Lorenzo se tenait calmement devant lui, retirant lentement ses gants. « Quatre cent mille dollars, Jimmy. Tu as emprunté à mon réseau, puis tu as disparu. »
Jimmy leva les yeux, et son regard tomba sur Harper.
Un rictus méprisant traversa son visage sale. « Qu’est-ce que tu fous ici, espèce de gros lard ? Tu m’as piégé, tu m’as vendu à la mafia. »
Le poing de Lorenzo s’abattit sur la mâchoire de Jimmy avec un craquement sinistre.
La chaise bascula, le projetant au sol. On le releva brutalement. Lorenzo lui empoigna les cheveux, tirant sa tête en arrière. « Tu lui parleras avec respect, sinon je laisse Matteo te couper la langue.
Elle est la future matriarche de la famille Moretti. »
Jimmy écarquilla les yeux, comprenant enfin que Lorenzo le revendiquait comme sienne. Il se mit à implorer, la voix brisée. « Prends-la, je t’en supplie.
Elle est bonne cuisinière, elle est discrète, elle obéit. Prends l’enfant aussi. Efface ma dette. »
Harper sentit une vague de nausée la submerger.
Jimmy venait de la vendre, elle et leur fils, comme du bétail, pour sauver sa peau. Lorenzo tourna lentement la tête vers elle, ses yeux rivés sur sa réaction. Il n’allait pas tuer Jimmy sans sa permission. Il s’approcha d’elle, sortit un Glock 19 noir d’une poche intérieure et le déposa dans ses mains tremblantes.
« Tu as passé ta vie à laisser des hommes faibles comme lui te répéter que tu n’étais rien. Reprends ton pouvoir, Harper. Efface cet homme qui t’a rabaissée. »
Jimmy hurla, se débattant.
« Harper, s’il te plaît ! Nous sommes mariés ! Pense à Léo ! »
Harper fixa cet homme pitoyable qui l’avait détruite pendant des années, qui avait abandonné leur bébé au froid.

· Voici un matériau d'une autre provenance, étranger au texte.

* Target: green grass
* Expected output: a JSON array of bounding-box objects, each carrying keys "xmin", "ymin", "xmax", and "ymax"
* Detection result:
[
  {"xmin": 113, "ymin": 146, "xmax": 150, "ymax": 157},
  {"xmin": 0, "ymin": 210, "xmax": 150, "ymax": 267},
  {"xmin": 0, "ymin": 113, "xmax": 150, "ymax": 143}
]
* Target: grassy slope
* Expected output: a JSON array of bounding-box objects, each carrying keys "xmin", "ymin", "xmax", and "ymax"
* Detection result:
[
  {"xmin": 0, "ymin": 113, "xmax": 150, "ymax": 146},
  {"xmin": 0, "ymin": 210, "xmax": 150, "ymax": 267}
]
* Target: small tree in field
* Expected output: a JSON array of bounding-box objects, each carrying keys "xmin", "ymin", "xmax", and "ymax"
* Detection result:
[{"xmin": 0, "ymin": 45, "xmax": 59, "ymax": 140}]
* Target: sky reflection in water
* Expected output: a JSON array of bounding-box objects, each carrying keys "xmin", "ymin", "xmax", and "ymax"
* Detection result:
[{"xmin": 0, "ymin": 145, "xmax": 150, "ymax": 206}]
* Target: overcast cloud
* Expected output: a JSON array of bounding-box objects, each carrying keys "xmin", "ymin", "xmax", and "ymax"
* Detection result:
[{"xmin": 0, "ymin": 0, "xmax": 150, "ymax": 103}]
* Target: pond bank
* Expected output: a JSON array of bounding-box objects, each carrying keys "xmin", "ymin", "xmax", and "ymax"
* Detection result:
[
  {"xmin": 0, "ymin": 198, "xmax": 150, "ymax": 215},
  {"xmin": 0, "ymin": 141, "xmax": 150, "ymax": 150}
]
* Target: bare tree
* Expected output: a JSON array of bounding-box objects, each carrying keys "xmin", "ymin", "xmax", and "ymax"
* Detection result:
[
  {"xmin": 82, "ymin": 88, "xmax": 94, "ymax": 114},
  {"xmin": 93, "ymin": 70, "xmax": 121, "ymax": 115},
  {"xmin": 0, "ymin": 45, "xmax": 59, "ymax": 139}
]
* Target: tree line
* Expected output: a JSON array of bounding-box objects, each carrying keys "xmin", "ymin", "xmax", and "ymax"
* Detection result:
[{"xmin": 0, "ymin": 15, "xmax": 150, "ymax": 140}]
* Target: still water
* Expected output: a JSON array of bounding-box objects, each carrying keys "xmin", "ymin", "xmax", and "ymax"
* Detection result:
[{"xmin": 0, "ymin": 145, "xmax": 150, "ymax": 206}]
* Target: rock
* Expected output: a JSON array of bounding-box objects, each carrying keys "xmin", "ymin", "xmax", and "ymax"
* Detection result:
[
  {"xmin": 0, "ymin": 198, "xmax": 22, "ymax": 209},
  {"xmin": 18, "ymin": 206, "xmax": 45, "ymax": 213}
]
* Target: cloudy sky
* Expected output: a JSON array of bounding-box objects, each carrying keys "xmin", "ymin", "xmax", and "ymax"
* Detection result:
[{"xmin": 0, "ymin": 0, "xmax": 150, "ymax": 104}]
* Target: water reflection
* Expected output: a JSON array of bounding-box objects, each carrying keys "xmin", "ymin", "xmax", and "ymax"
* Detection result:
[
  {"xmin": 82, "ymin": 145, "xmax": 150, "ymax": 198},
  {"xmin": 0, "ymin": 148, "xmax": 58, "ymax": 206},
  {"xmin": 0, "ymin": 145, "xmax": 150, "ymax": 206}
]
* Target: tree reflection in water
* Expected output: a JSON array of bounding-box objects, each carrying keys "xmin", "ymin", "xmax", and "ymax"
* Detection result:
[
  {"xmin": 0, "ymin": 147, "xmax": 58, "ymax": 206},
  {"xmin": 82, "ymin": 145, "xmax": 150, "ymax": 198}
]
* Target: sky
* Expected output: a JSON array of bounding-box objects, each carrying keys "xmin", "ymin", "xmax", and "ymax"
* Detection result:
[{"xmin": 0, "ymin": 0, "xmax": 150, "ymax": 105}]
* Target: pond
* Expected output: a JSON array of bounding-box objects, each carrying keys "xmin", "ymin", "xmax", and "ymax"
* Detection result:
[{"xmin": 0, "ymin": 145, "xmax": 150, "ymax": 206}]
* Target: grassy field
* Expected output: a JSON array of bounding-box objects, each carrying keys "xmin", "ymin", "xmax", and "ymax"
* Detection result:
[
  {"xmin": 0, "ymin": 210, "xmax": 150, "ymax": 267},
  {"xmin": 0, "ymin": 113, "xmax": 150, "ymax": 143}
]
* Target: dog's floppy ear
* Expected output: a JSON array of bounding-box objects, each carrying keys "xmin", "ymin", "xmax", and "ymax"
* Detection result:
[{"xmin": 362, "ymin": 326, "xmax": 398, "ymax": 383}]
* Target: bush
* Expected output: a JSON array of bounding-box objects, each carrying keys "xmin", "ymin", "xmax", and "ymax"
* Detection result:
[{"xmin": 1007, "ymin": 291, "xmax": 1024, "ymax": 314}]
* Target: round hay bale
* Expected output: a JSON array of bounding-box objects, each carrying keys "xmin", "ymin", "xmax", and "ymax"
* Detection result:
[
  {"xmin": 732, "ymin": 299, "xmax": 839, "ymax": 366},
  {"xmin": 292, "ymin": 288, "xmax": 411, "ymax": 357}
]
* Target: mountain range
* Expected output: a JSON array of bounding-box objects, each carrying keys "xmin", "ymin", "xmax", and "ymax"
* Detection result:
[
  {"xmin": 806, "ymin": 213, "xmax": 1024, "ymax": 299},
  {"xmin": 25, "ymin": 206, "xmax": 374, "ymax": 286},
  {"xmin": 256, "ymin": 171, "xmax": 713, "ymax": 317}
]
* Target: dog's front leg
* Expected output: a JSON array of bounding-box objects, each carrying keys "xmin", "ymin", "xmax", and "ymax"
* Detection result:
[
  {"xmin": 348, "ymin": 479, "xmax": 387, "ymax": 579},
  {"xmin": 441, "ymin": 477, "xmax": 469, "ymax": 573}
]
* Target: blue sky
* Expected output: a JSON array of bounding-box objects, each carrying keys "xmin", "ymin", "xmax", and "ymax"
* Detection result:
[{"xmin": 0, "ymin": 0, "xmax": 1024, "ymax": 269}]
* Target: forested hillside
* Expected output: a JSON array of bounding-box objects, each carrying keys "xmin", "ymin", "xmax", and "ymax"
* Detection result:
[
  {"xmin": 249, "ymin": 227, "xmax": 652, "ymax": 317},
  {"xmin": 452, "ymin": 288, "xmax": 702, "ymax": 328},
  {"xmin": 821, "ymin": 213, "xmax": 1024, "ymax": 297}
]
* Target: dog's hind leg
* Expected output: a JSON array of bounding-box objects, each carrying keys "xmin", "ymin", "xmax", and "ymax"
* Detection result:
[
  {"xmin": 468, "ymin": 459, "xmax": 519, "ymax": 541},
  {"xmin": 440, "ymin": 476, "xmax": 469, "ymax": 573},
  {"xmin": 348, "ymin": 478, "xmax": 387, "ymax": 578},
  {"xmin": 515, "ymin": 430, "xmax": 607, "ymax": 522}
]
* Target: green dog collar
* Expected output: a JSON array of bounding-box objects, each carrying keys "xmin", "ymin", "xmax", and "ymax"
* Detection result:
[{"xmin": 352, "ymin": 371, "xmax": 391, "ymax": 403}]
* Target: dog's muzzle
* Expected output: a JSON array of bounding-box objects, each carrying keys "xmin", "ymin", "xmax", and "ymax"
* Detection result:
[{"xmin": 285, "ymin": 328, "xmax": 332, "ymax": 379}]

Puis elle sentit la présence solide de Lorenzo derrière elle, la chaleur de son grand corps, sa voix terrifiante et protectrice. Et elle comprit profondément qu’elle ne voulait pas être une tueuse. Elle abaissa le pistolet, rendit l’arme à Lorenzo d’une main ferme. « Je ne suis pas comme toi.
Je ne le tuerai pas. Il ne mérite pas le morceau de mon âme que cela prendrait. »
Jimmy laissa échapper un immense soupir de soulagement. « Merci !
Merci, Harper ! »
Elle l’interrompit d’un regard glacé, sans ciller. « Il te doit une somme colossale, Lorenzo. Je me fiche de la manière dont tu la récupères.
Il ne représente plus rien pour moi. »
Lorenzo sourit, d’un sourire profond et fier. Il se pencha et embrassa le sommet de sa tête. « Emmène-la à l’étage », ordonna-t-il à Matteo.
« Assure-toi que Léo dort. »
Harper se retourna et franchit la porte d’acier d’un pas assuré, la tête haute. Elle entendit Jimmy hurler une fois encore. Elle ne se retourna pas.
Elle monta l’escalier vers la lumière, vers la chaleur de son nouvel empire.